Today, with the rise of Machine Learning and Big Data (and variety being one of the key elements, (read more here), it has become more common to mix data from different departments to better analyse for deeper insights. This has even included leveraging publicly accessible data or datasets that expand across multiple companies. This, in turn, has decentralized distributed data storages, which now can commonly transverse organizations and beyond.
During this same time period, companies started to value their data more, even before it had any use. Data is volatile, so if not captured, it evaporates into thin air and disappears, forever. Concerned on this note, most companies starting capturing any kind of data, useful or not. This lead to a switch from ETL (extract, transform and load) to ELT (extract, load and transform).
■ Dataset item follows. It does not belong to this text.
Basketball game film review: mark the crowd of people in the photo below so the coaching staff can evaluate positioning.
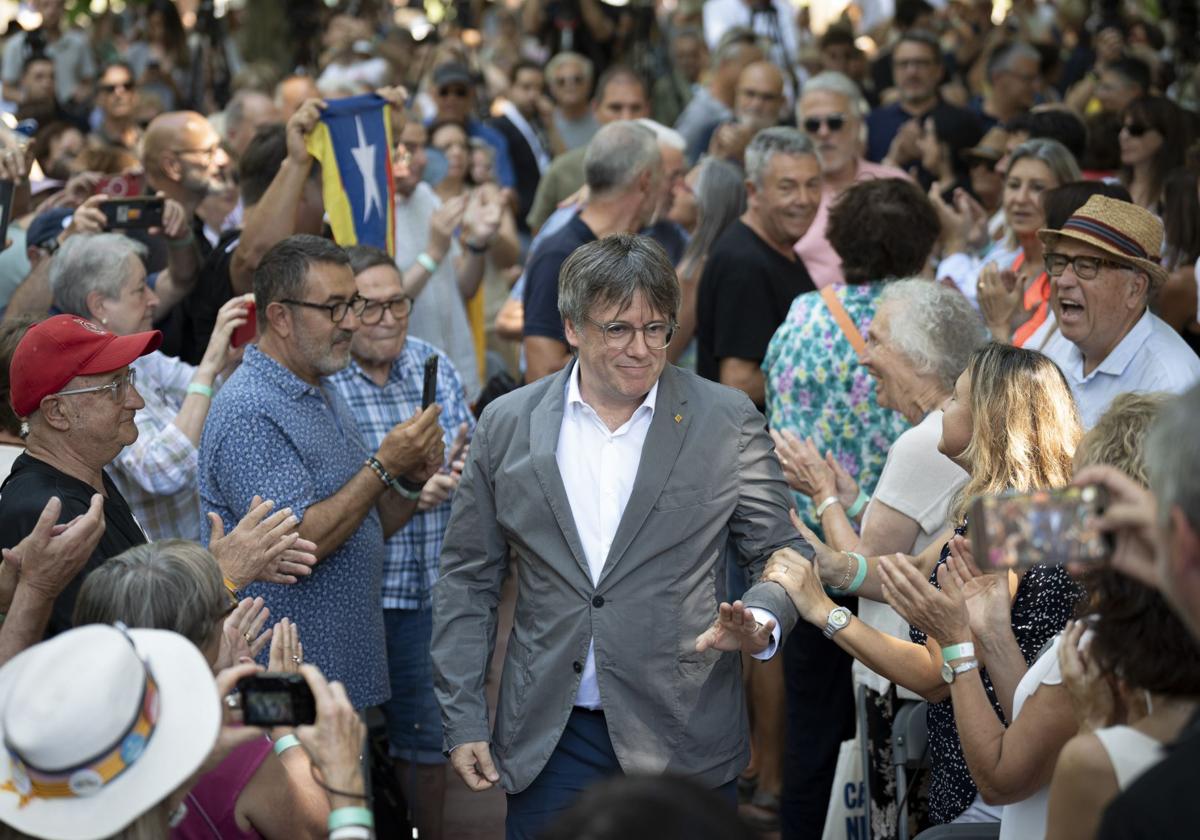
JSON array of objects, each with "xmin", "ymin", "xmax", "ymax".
[{"xmin": 0, "ymin": 0, "xmax": 1200, "ymax": 840}]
Since some data wasn’t immediately useful, it was stored in its raw, original format without transformation. Later, it was only transformed when there was a clear, intended purpose for it.
The combination of the two factors above gave rise to Data Lakes. A Data Lake is simply the computer equivalent of a hodgepodge. The data is unstructured and formats do not need to be consistent, even across the same sources, including several versions of the same dataset and duplicates. Metadata is usually scarce as the goal of a Data Lake is to store vast volumes and varieties of data hoping that it might be put to use one day.
As a result, fishing data from a Data Lake can be a daunting, repetitive task. Data analysts in charge of Data Lakes face the same questions over and over: is there any relevant data available? Is it accessible? Does it have this or that field? Can it be recovered? Are there different versions of the same dataset? Etc.
Facing these same consistent issues, analysts in return ask: what if we use machine learning and crawlers to automatically explore/discover and classify/put some order or own data inside of the (messy) Data Lake? This line of thought led to Data Catalogs and the natural next step: making data available as a service, or DaaS: Data as a Service.
Let’s face it: aviation is only one of the fastest industries when it comes to travelling, but not in regarding technology adoption rate. We are still far from general DaaS providers, but even at a slow pace, the industry is moving in the right direction. There is a premium on data platforms for aviation; Airbus and Boeing both have their own platforms as manufacturers alongside operators like Lufthansa or authorities like EASA. Even among all these proprietary platforms, there is still space for independent data platforms like DataBeacon. We hope that one day a common Data Catalog for aviation will be available and that all platforms can communicate and share data among each other.